SYDNEY, July 27 | Thu Jul 26, 2012 6:33pm EDT
SYDNEY, July 27 (Reuters) - Glencore International Plc , one of the world's largest commodities suppliers, has won approval from Australian regulators for its C$6.1 billion ($6 billion) takeover of grain handler Viterra Inc.
The green light from Australia's Foreign Investment Review Board (FIRB) follows approval from Canadian Industry Minister Christian Paradis earlier this month, moving the deal a step closer to completion, though approval is still needed by China's Ministry of Commerce.
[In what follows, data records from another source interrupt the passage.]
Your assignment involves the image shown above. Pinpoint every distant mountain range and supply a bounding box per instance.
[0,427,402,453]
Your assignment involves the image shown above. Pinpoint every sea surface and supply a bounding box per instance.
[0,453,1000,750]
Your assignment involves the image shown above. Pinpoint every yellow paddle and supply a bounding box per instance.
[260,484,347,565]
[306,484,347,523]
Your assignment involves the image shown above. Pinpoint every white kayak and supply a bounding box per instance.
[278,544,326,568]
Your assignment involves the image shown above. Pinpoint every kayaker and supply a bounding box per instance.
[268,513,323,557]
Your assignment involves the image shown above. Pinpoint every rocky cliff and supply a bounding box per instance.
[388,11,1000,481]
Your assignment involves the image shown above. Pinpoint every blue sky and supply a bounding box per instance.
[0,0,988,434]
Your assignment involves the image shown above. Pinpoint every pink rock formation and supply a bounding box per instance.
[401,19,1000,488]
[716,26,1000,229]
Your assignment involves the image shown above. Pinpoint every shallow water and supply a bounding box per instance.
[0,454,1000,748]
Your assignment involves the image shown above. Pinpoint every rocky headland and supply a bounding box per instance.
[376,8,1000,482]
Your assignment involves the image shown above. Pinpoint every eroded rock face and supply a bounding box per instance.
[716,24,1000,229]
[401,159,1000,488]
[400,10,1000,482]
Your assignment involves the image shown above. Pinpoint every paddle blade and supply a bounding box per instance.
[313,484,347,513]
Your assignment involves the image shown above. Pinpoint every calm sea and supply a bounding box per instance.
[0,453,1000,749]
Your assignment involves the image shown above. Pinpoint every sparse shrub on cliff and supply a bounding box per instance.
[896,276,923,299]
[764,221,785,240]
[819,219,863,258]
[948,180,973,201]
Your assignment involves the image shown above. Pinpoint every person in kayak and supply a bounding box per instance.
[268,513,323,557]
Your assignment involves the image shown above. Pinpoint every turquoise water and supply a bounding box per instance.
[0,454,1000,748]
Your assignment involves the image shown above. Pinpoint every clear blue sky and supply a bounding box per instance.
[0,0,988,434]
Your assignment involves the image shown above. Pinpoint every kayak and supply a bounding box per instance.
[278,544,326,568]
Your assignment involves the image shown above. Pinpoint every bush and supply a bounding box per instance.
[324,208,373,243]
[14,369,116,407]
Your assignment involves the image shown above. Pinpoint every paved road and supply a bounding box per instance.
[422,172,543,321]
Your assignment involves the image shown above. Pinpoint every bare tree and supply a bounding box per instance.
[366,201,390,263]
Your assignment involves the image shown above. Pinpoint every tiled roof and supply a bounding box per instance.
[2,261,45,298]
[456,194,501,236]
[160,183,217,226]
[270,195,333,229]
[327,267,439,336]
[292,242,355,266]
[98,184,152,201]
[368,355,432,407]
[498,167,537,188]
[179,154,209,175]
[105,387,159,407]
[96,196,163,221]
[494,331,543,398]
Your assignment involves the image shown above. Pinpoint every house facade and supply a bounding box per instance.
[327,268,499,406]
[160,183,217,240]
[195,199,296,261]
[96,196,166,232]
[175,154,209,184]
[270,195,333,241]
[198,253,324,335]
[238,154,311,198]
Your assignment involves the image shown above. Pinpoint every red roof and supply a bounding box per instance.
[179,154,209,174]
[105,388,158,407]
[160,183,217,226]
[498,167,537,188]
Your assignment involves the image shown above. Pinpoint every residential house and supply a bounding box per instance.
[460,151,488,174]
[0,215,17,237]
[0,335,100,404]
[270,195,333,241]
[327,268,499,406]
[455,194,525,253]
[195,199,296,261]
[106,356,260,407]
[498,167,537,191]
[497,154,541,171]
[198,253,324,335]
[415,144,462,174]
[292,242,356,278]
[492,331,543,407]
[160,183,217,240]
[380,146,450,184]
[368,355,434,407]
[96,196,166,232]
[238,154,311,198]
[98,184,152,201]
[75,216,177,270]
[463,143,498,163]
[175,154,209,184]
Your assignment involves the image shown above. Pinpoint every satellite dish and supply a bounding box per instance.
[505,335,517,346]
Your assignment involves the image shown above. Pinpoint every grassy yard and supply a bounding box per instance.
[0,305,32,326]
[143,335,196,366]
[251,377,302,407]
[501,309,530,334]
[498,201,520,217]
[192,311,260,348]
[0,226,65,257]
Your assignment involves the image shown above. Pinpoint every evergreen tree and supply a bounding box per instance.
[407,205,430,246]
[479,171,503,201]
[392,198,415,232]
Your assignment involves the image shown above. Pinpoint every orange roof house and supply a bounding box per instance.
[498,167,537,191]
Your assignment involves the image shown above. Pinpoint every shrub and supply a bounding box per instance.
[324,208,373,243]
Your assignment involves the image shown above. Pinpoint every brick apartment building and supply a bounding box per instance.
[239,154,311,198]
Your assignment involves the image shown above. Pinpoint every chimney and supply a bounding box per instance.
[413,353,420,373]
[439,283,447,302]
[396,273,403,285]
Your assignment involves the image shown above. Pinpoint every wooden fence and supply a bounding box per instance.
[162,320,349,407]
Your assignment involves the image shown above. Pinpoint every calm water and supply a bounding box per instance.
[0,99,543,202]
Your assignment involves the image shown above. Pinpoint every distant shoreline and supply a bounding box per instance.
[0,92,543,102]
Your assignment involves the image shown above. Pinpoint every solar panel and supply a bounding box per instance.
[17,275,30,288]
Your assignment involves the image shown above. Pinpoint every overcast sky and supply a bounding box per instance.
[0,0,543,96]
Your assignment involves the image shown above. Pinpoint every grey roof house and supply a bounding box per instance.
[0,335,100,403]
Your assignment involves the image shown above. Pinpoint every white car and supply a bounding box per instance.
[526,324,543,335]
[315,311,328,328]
In March, Glencore offered to pay C$16.25 per share for Viterra, which owns the largest share of Western Canada's grain storage and farm supply outlets, as well as nearly all grain storage capacity in South Australia.
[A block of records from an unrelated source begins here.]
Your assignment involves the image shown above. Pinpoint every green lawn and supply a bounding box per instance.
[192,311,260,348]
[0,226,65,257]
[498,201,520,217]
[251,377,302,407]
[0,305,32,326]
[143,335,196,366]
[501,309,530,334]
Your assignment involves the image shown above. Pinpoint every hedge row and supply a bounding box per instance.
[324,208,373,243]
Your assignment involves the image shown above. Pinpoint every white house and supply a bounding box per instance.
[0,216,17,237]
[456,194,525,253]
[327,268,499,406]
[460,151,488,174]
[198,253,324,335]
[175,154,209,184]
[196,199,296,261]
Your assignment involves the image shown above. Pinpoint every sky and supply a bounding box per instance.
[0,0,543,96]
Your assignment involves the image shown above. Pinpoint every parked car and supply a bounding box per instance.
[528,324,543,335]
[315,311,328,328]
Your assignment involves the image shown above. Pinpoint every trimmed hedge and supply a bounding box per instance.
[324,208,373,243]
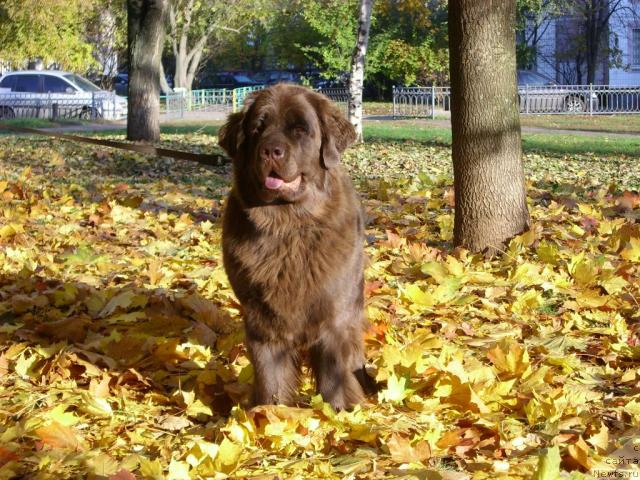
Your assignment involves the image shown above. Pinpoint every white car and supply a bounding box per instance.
[0,70,127,120]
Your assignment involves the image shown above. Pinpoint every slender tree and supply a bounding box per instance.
[349,0,373,142]
[449,0,529,253]
[168,0,268,90]
[127,0,168,142]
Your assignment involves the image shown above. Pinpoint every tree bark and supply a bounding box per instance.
[349,0,373,142]
[449,0,529,254]
[127,0,168,142]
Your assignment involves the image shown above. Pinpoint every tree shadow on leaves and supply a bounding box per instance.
[0,273,250,422]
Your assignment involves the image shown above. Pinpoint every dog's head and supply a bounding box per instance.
[219,85,356,203]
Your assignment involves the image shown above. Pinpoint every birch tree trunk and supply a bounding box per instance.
[449,0,529,254]
[349,0,373,142]
[127,0,168,142]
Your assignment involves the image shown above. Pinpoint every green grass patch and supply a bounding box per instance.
[364,121,640,157]
[520,115,640,133]
[0,118,82,134]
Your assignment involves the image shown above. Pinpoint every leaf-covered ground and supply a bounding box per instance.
[0,135,640,480]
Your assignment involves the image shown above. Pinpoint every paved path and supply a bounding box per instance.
[10,112,640,138]
[364,115,640,138]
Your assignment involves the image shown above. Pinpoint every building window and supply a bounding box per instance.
[631,28,640,67]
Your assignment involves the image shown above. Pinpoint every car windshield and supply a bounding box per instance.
[64,73,100,92]
[518,72,553,85]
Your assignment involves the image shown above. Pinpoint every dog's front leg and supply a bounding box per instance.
[247,340,300,405]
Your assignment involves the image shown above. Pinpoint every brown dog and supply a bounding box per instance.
[219,85,372,409]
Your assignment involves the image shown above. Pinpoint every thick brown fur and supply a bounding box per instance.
[220,85,372,409]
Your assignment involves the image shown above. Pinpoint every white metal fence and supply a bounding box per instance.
[393,85,640,118]
[0,92,126,120]
[165,86,264,117]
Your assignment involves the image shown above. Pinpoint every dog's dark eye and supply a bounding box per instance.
[291,124,309,135]
[251,122,264,135]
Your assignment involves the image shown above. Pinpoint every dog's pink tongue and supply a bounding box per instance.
[264,176,284,190]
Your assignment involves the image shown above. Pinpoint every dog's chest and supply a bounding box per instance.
[238,227,337,300]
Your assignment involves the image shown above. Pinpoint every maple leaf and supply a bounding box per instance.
[35,421,83,450]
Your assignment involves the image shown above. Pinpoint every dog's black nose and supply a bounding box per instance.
[260,142,285,160]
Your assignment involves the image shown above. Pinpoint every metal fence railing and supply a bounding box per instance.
[393,86,451,118]
[393,85,640,118]
[317,88,349,116]
[0,90,127,120]
[166,86,264,117]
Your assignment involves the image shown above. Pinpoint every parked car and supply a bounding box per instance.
[253,70,302,85]
[518,70,598,113]
[113,73,129,97]
[198,73,263,89]
[0,70,127,119]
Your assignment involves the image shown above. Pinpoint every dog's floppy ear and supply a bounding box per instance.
[218,112,244,158]
[315,94,356,169]
[218,92,257,158]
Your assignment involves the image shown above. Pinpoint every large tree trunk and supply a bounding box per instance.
[349,0,373,142]
[127,0,168,142]
[449,0,529,253]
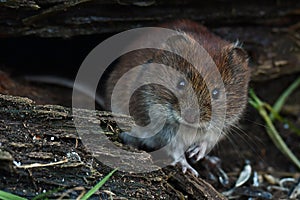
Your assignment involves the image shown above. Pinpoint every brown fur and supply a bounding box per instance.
[106,20,249,176]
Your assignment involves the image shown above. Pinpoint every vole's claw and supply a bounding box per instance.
[173,156,199,177]
[186,142,207,161]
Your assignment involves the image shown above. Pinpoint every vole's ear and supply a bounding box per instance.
[226,43,248,70]
[220,44,250,84]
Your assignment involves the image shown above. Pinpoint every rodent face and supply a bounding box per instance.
[130,34,249,131]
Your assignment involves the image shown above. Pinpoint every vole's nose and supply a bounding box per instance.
[182,108,200,124]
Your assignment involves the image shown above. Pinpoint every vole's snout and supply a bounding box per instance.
[182,108,200,124]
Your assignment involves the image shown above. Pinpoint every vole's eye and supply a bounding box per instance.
[211,88,220,99]
[177,78,186,90]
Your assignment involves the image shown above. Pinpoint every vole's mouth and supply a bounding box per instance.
[172,110,209,129]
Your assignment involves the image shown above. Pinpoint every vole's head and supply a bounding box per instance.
[130,35,249,128]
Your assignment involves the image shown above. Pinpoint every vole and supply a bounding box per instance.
[24,20,250,176]
[104,20,249,175]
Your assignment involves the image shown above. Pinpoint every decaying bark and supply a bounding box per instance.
[0,95,224,199]
[0,0,300,81]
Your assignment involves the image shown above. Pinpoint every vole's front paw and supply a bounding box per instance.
[186,142,207,161]
[172,155,199,177]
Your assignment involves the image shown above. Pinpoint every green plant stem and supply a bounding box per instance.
[81,169,117,200]
[270,77,300,121]
[0,190,27,200]
[249,89,300,169]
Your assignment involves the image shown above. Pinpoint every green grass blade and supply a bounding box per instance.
[0,190,27,200]
[249,90,300,169]
[270,77,300,121]
[81,169,117,200]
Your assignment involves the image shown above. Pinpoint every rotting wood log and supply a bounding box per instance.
[0,95,224,199]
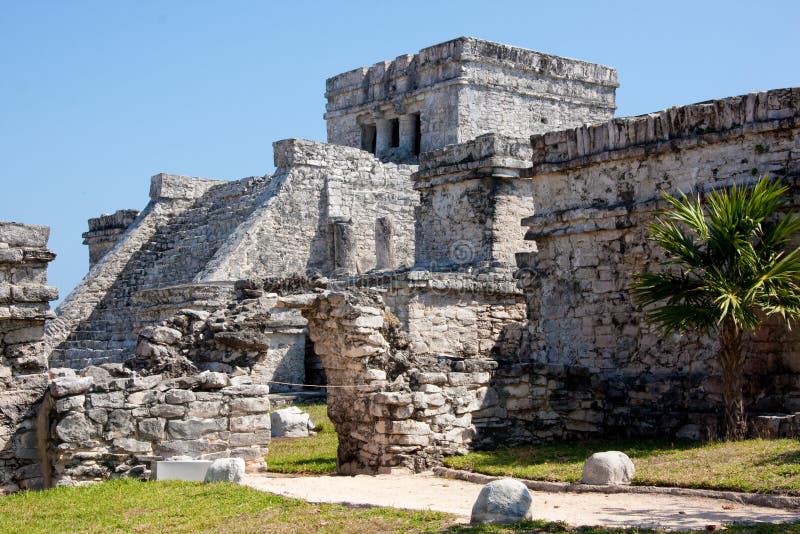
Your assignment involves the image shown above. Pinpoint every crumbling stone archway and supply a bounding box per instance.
[278,289,496,475]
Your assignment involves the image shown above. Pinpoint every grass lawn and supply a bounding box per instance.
[0,479,800,534]
[0,479,453,534]
[267,404,800,495]
[266,404,339,475]
[445,439,800,495]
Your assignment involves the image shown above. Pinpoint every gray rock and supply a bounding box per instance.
[204,458,244,484]
[139,326,183,345]
[81,365,112,384]
[581,451,636,486]
[50,376,94,399]
[472,478,532,524]
[56,413,94,443]
[164,389,196,404]
[197,371,230,390]
[270,406,314,438]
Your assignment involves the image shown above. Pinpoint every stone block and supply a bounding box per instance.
[203,458,244,484]
[228,397,270,414]
[50,376,94,399]
[150,404,186,419]
[56,413,94,443]
[471,478,533,524]
[112,438,153,454]
[230,414,271,432]
[166,418,227,440]
[164,389,195,404]
[581,451,636,486]
[152,460,214,482]
[138,418,166,441]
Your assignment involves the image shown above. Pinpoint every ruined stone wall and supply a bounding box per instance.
[0,222,58,494]
[48,140,416,372]
[414,134,534,271]
[280,289,495,474]
[83,210,139,268]
[196,139,416,281]
[518,89,800,435]
[47,370,270,486]
[372,271,526,359]
[325,37,618,161]
[46,174,222,368]
[129,281,307,392]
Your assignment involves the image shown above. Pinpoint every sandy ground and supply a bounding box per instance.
[245,473,800,530]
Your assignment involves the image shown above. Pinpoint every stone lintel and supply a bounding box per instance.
[412,133,532,190]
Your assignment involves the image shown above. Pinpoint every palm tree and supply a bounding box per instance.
[632,176,800,439]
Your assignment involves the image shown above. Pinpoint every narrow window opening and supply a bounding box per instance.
[389,119,400,148]
[361,124,377,154]
[411,113,422,156]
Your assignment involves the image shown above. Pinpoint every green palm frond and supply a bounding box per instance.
[632,177,800,331]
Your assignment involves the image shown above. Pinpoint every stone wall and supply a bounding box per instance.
[83,210,139,268]
[128,281,307,392]
[48,140,416,372]
[280,289,495,474]
[325,37,618,161]
[414,134,534,271]
[519,89,800,435]
[47,370,270,486]
[0,222,58,494]
[196,139,417,281]
[368,271,526,359]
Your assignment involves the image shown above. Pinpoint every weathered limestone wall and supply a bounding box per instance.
[196,139,417,281]
[46,174,224,368]
[129,281,307,392]
[504,89,800,436]
[325,37,618,161]
[414,134,534,271]
[47,370,270,486]
[83,210,139,269]
[0,222,58,494]
[372,271,526,359]
[280,289,495,474]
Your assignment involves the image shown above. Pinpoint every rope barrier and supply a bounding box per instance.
[266,380,375,389]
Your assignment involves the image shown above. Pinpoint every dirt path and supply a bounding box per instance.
[245,473,800,530]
Australia's grains handling industry has been the subject of a government review due to concerns about market dominance, particularly in South Australia.
"We have noted the process improvement undertakings made by Viterra in its responses to the South Australian Post Harvest Working Group Review in the 2010/11 season and we are committed to implementing them," Chris Mahoney, Glencore's director of agricultural products.
"In addition, we intend to work closely with the Australian Competition and Consumer Commission (ACCC) to further refine access arrangements governing South Australian grain ports."